Butcher Nikki Hinds and his wife, Karon, were devastated when sewage poured into their newly-restored home in Castlegate, Malton, last weekend after pumps failed.

Yorkshire Water initially claimed thieves had stolen fuel from the pumps and police launched an investigation into reports that up to 2,000 litres of diesel had been taken.

Patrols were stepped up in the area and detectives checked hours of CCTV footage before concluding no theft had occurred.

After police closed the investigation, a Yorkshire Water spokesman admitted the pumps’ failure had been caused by an oversight by contractors.

He said: “Contrary to our earlier belief that fuel had been stolen from our generator, we can now confirm that the generator was not refuelled. On this occasion we did not meet our high standards of operational performance.”

He said both pumps were now working and apologised to the Hinds, saying the firm was treating their situation seriously.

Meanwhile, residents in Acaster Malbis near York have been mopping up floodwater and silt from their riverside homes after being inundated once again by floodwaters from the River Ouse.

Valerie Brown, who has lived in the village for 50 years, said: “We were flooded at the end of October, at the end of November, on Christmas Eve it threatened – it came right on to the doorstep – and then again at New Year. It’s been a different New Year.
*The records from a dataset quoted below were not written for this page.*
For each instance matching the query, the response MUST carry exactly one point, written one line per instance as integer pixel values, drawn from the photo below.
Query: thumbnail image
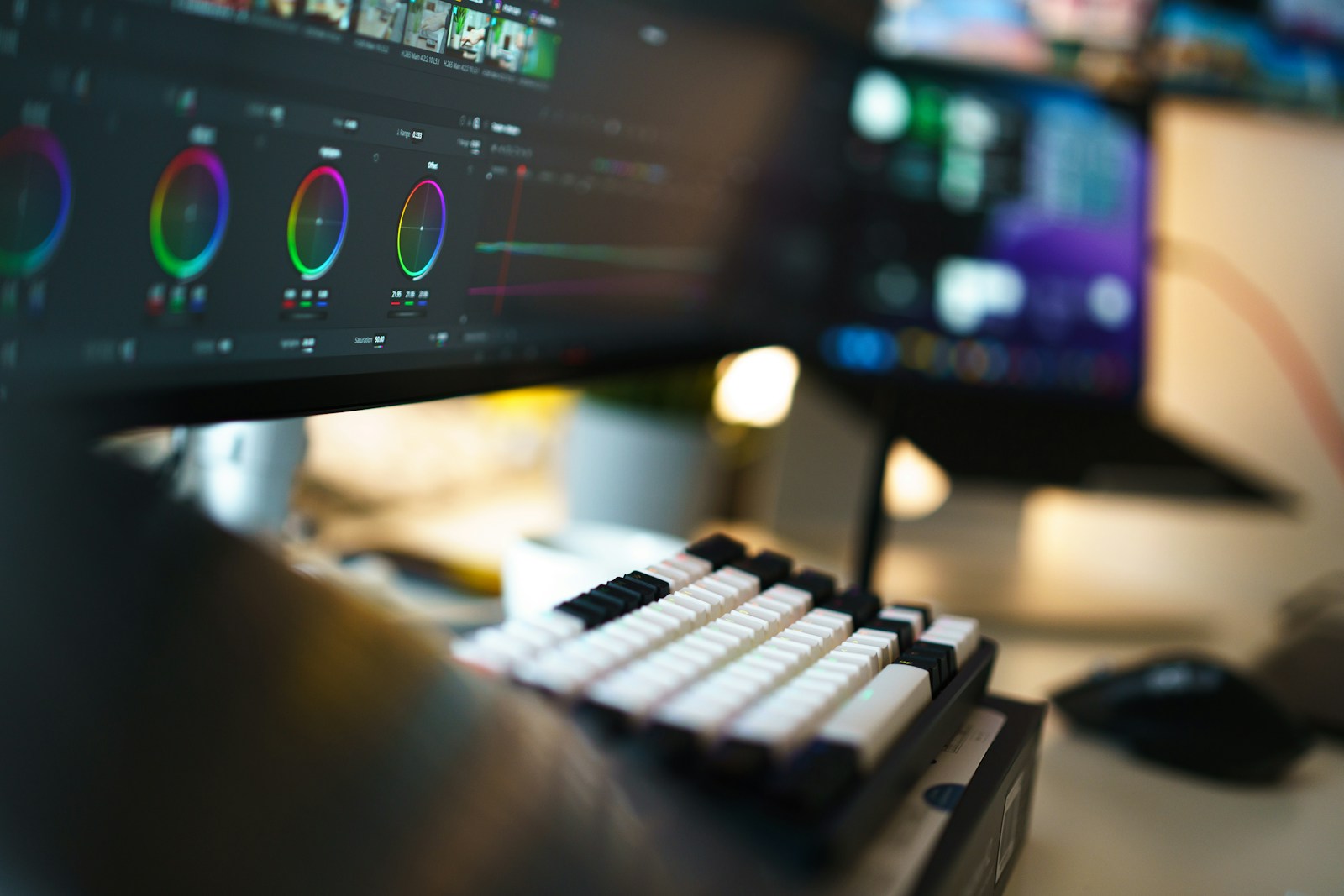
(279, 8)
(328, 13)
(428, 24)
(470, 35)
(382, 19)
(207, 7)
(539, 54)
(506, 45)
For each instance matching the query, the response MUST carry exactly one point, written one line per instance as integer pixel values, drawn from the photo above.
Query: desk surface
(1105, 822)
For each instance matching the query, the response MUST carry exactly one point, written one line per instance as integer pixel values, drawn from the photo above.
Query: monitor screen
(218, 208)
(1093, 40)
(995, 237)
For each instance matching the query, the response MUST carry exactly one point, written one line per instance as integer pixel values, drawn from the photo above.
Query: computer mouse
(1194, 714)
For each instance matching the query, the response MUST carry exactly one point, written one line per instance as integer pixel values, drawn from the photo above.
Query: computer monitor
(235, 208)
(995, 235)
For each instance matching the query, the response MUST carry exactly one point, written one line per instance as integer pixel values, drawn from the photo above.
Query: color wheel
(34, 199)
(318, 221)
(188, 212)
(420, 234)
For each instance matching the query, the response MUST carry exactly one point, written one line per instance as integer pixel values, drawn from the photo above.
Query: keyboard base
(797, 821)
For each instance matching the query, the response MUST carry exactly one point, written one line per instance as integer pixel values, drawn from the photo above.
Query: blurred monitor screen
(995, 237)
(1015, 34)
(1314, 19)
(1234, 50)
(239, 207)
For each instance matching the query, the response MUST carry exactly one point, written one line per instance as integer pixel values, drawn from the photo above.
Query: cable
(1257, 311)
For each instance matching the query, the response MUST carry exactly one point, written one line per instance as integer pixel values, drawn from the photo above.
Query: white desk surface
(1105, 822)
(1102, 821)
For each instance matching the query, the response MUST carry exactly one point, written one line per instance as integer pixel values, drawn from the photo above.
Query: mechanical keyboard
(810, 708)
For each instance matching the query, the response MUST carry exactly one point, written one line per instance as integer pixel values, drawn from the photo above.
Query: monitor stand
(877, 523)
(241, 474)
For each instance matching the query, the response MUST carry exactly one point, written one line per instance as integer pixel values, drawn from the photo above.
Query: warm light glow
(916, 485)
(756, 389)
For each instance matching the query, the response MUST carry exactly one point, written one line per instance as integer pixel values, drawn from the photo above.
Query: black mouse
(1194, 714)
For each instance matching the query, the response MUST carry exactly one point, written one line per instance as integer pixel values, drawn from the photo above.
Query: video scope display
(994, 235)
(221, 192)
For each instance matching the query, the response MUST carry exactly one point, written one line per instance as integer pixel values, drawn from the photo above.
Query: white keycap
(698, 567)
(712, 598)
(699, 607)
(732, 593)
(839, 622)
(749, 579)
(879, 714)
(773, 620)
(870, 653)
(480, 658)
(826, 638)
(877, 637)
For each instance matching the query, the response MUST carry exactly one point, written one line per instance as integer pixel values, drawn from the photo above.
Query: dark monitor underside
(215, 208)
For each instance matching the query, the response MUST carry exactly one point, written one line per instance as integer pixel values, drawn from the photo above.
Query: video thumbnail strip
(333, 15)
(470, 35)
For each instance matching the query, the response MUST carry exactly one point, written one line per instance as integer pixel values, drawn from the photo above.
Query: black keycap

I can’t recommend it.

“We hadn’t got the house right again since the end of November because we were going to have the walls replastered. We haven’t got that done.

“The ironic thing is we ordered floodgates. If we’d had them last night we’d have been fine.”

Tourists staying on a caravan site in nearby Naburn said they were marooned, unable to get on or off the site, after knee-high water engulfed roads through the village.

One said: “We can’t move. I was meant to be back at work today, but we can’t go anywhere.”

In York, the Foss Barrier and pumping station, which prevents the Ouse backing up the River Foss and flooding thousands of properties near the river and also Tang Hall and Osbaldwick Becks, was in operation yesterday for the 13th consecutive day – five days short of the record 18 days set during November 2000.

River levels are expected to remain high in coming days, but weathermen have held out hope that the situation may ease in coming days as high pressure builds in the south, leading to largely dry weather.